Does anyone remember this toy? I had one. I've waned to implement something similar but in a lightweight fashion.


----------



## hondarecoveryman (Feb 28, 2009)

I had the black truck!!!! Man that was a long time ago


----------



## phreebsd (Dec 16, 2004)

i also had the bigfoot. it had 2x4, 4x4, F, R and N. 
man i missed that truck. 2 little shifters on top to control everything.


----------



## Rack High (Feb 23, 2010)

Those scoops wouldn't last 60 seconds in some of the crap we ride in down here!


----------



## gpinjason (Nov 10, 2009)

I think even if you "pinned" it to the lugs, you would just end up ripping the lugs off the tire...


----------



## countryboy61283 (Mar 20, 2010)

Some one with to much time and not enough sence to me


----------



## kawboy1 (Aug 25, 2010)

phreebsd said:


> Does anyone remember this toy? I had one. I've waned to implement something similar but in a lightweight fashion.
> 
> YouTube - The Animal Monster Truck Toy Commercial


Dang I wish I had one of them when I was a kid........Heck I wish I had one now. LOL.


----------



## rmax (Nov 21, 2009)

do not think i would want to follow that rig, needs a warning sign 
BEWARE HEAVY FLYING OBJECTS, i have had mud balls hit me it the back of my head thrown from my on bike just think how one of those would feel,


----------



## byrd (Jul 14, 2009)

rmax said:


> do not think i would want to follow that rig, needs a warning sign
> BEWARE HEAVY FLYING OBJECTS, i have had mud balls hit me it the back of my head thrown from my on bike just think how one of those would feel,


OUCH! i didnt think of that


----------



## bruiser quad (Nov 6, 2009)

be better off welding them strait to some wheels.... maybe he's making a paddle-wheel water feature for his garden pond....?


----------



## bruiser quad (Nov 6, 2009)

I sent an email.... hahaha!


----------



## bruiser quad (Nov 6, 2009)

A reply from *Four Stroke Tech...

Well I built them to go down to the High Lifter mud national but someone told them what I built and they outlawed them before I even tested them.

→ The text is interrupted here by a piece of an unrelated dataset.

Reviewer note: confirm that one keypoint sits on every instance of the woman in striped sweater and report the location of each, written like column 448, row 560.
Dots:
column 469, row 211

In fact every new idea I came up with they outlawed or made up a new rule so I couldn't do it. After a month or two of seeing they didn't like the idea of me coming down they,plus banning me from their forums I decided not to go down there where I wasn't welcome. Mudzilla was sold and I didn't do anything with them anymore.*


----------



## Polaris425 (Dec 16, 2004)

BBWWAAAAAHAHAHAHAHAHAHAHHAHA What a douche! Metal tires have been against the rules since like, 07. He's a liar. Everyone knows he's all talk thats why he got banned over there. Anyway, aint gettin into all that again. Some of you probably remember all of it anywya.


----------



## DrillersGoDeeper (Jan 3, 2009)

Way off subject, but; what ever happened to dd over at hl?


----------



## walker (Apr 5, 2009)

well this just ticks me off cause i was goin to patent these tires and mass produce them .. back to the get rich drawing board


----------



## rmax (Nov 21, 2009)

yea, no sh-it


----------



## Polaris425 (Dec 16, 2004)

DrillersGoDeeper said:


> Way off subject, but; what ever happened to dd over at hl?


beats me.


----------



## drtj (May 3, 2009)

Polaris425 said:


> beats me.


You talking about Devildog? If you are I remember him saying something about getting another job. He was going to real busy with. He also got tired of being hasseled by the mods over post he made. I'm pretty sure that was it:thinking:


----------